Since I fly to San Francisco tomorrow, I got a letter I can show the TSA to explain why I'm setting off their Geiger counters.

I also got a copy of the diagnosticians' HIPAA (Health Insurance Portability and Accountability Act) privacy/compliance practices. This should not be a big deal, since every health care provider in the US should shove one at every patient upon intake and make her sign the "yes I got a copy" line on the intake forms. Funny variation here: I got the form to sign, but no copy of the privacy notice itself! I politely refused to falsely sign the "I've received a copy" line, and asked for my copy of the privacy notice. The technician had no idea where it was. The receptionist called around and got someone to fax her ... the first page of the four-page document. She gave it to me and I looked at it.

"This is only the first page," I pointed out.

"Well, you know, it's just about privacy," the receptionist said.

"I'm not going to sign something saying I got it if I didn't get the whole thing," I said, a touch irascibly.

The technician said that, since I hadn't signed anything saying I'd gotten the document, it was "fine," implying that the receptionist didn't need to go to the trouble of finding a copy for me.

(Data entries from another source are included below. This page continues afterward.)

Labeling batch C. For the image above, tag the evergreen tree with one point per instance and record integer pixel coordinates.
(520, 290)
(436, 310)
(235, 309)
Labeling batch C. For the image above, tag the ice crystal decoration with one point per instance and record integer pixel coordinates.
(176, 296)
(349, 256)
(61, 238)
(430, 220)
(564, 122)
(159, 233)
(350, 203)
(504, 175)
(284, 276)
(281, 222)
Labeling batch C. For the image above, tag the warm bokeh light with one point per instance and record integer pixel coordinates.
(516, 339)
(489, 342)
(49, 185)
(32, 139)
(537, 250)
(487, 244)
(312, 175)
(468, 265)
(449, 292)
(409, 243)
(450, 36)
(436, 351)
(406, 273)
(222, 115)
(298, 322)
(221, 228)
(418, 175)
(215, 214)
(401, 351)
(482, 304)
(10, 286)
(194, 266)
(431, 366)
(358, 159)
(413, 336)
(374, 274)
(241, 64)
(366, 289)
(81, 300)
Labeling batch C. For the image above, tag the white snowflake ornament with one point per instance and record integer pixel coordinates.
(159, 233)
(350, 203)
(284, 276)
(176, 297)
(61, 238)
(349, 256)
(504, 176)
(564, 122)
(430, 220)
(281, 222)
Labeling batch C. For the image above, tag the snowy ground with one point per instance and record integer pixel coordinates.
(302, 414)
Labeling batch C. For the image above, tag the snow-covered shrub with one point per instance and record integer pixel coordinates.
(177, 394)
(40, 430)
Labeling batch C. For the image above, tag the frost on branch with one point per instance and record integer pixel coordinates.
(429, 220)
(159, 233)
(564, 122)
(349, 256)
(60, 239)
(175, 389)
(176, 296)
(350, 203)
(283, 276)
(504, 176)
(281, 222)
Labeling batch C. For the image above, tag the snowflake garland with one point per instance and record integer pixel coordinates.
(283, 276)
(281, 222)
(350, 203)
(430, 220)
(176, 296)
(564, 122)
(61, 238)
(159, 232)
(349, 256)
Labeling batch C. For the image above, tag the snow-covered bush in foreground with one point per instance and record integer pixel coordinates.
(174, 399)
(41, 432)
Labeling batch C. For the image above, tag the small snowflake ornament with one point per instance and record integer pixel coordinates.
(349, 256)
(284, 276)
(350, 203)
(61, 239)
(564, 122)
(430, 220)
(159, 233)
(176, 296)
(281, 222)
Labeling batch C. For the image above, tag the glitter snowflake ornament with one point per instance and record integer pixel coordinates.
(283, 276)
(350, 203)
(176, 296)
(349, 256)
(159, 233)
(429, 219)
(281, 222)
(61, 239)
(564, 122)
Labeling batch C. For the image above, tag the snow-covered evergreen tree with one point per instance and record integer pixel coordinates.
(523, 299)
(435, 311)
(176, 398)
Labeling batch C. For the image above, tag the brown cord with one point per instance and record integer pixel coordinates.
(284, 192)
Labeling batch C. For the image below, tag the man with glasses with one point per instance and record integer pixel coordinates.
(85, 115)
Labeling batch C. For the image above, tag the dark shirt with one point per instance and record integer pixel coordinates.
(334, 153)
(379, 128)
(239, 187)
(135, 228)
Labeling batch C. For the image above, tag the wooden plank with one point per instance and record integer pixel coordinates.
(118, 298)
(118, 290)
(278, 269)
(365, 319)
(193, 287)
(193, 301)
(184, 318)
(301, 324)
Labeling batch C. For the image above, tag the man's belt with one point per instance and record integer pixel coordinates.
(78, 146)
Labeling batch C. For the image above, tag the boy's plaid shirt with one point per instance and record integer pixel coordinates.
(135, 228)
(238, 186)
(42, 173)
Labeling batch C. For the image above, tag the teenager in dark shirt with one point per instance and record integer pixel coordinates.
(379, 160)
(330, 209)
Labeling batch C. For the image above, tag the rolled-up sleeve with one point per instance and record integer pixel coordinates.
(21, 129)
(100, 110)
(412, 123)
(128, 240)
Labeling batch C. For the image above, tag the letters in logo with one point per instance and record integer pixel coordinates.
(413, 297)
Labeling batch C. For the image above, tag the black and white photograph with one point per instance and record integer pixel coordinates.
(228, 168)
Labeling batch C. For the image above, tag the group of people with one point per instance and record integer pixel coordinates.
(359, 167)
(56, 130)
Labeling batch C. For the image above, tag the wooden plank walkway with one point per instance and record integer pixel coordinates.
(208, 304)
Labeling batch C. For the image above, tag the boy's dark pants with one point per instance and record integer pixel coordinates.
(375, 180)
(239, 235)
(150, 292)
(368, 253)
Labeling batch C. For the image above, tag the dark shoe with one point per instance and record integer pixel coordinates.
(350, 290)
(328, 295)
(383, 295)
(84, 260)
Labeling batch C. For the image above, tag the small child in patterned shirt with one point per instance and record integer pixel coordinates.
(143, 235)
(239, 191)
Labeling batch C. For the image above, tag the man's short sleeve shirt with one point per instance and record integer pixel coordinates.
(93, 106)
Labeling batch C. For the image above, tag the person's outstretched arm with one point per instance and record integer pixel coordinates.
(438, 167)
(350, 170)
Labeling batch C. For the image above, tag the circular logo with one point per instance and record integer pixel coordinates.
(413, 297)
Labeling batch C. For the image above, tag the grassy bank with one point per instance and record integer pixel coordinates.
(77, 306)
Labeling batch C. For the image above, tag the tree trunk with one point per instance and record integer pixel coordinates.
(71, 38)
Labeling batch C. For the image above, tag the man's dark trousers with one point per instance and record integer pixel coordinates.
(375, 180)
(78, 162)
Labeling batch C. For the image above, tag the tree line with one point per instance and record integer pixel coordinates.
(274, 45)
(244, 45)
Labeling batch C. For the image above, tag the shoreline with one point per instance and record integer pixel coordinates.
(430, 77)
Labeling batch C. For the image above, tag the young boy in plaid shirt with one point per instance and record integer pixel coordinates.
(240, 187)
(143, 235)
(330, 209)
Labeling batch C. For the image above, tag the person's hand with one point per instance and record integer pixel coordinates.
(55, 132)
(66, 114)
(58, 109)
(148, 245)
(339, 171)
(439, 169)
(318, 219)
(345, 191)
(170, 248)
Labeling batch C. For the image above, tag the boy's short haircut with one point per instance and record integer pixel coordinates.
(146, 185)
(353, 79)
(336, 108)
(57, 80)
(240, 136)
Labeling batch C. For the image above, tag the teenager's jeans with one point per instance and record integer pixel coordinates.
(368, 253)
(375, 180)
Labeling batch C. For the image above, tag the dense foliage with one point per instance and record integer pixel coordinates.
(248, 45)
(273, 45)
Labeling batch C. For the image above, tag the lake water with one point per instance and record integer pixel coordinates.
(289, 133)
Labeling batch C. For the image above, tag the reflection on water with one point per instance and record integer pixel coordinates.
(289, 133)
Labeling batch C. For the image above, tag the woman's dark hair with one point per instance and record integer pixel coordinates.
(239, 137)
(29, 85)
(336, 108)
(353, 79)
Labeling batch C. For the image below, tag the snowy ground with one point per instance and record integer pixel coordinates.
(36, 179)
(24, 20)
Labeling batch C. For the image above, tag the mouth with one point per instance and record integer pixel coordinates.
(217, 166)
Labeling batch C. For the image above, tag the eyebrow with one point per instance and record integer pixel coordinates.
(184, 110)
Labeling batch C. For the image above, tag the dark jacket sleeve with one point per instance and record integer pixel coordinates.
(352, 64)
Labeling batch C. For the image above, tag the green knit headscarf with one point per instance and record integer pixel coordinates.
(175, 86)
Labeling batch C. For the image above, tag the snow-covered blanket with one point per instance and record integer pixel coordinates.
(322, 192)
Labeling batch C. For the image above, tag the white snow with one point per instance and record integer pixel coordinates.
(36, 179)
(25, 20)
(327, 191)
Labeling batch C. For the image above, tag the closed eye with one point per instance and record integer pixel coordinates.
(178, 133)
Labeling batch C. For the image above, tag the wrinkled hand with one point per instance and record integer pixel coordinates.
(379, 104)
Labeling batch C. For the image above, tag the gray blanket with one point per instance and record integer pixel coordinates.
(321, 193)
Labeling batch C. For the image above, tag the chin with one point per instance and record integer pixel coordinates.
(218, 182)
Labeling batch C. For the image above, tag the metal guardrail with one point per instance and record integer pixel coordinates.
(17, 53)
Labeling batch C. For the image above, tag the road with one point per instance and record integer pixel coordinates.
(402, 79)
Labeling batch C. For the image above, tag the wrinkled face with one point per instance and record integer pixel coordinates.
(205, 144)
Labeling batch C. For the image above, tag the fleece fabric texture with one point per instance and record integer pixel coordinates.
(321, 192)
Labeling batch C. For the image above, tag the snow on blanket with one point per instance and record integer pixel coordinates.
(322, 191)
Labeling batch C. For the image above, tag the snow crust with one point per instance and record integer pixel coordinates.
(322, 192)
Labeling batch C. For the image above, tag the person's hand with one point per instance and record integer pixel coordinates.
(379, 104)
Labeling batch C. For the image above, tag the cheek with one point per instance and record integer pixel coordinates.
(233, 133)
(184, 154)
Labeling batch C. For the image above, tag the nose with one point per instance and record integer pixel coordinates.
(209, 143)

"I'd like it anyway, please," I said. And she said it would take a little while, so I said (pleasantly, I hope) that I'd wait, and returned to my issue of Analog.

Pretty soon after that, the receptionist got/found a copy for me, and I signed the form, and she said that now she'd make sure to keep copies around for people. But, as you've probably surmised by now, that doesn't reassure me much. If it caused that much inconvenience for them to find a copy for me -- of the notice that by law, they should be giving every patient -- and patients have just been signing the "yeah, I got it" line anyway, then what faith do I have that they're complying with the privacy provisions themselves?

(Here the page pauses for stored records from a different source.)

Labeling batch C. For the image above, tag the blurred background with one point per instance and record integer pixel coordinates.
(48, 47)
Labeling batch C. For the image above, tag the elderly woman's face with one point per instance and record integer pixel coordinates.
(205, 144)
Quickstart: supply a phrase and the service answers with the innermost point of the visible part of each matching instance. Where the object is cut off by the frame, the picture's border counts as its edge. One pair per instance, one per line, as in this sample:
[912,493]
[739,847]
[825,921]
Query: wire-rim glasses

"It's just about privacy." And doesn't that just speak volumes about how important my privacy is to them.

Anyway, I'm radioactive. No superpowers yet. Becquerels are the SI unit of radioactivity. Maybe I'll get my hair dyed some color unnatural.


* The flight attendant was kind, reacted with exactly the right amount and type of concern, and told me that the JFK airport has no on-site first-aid center, so if I still felt off after landing, I'd be better off going under my own power to an urgent care center rather than risking the cost of paramedics. Flight attendant: you're great. US healthcare system: why you gotta be like that? JFK: WTF?

Comments

Susie
21 Jun 2010, 13:27 p.m.

The world's 16th busiest airport has no first aid station???

Also: Magnetic fingernails = very cool!

Hope you are ok.

rachel
21 Jun 2010, 14:13 p.m.

stress test? are you sure you didn't get abducted into Scientology?

That's all a bit scary

Sumana
21 Jun 2010, 17:34 p.m.

Rachel: Leonard also made a Scientology joke when he heard of the test, I think.

Susie: yes, I know, it makes no sense that such a busy airport has no first aid station! Maybe there is some kind of employees-only thing that no one mentions in the publicly available information.

I'm feeling fine right now, so please don't worry!

Eric Fischer
http://enf.livejournal.com
21 Jun 2010, 20:40 p.m.

Oh wow, that is all kind of alarming. I'm glad you're feeling better now!

Raven
22 Jun 2010, 4:16 a.m.

Hah, I regret that I don't have a better unrelationship to gravity. I'm going rock climbing semi-regularly, but I don't think that counts. I'll work on it, but you may no longer be radioactive by the time I come up with something suitably technological.

Ugh, to the "just about privacy". Quite.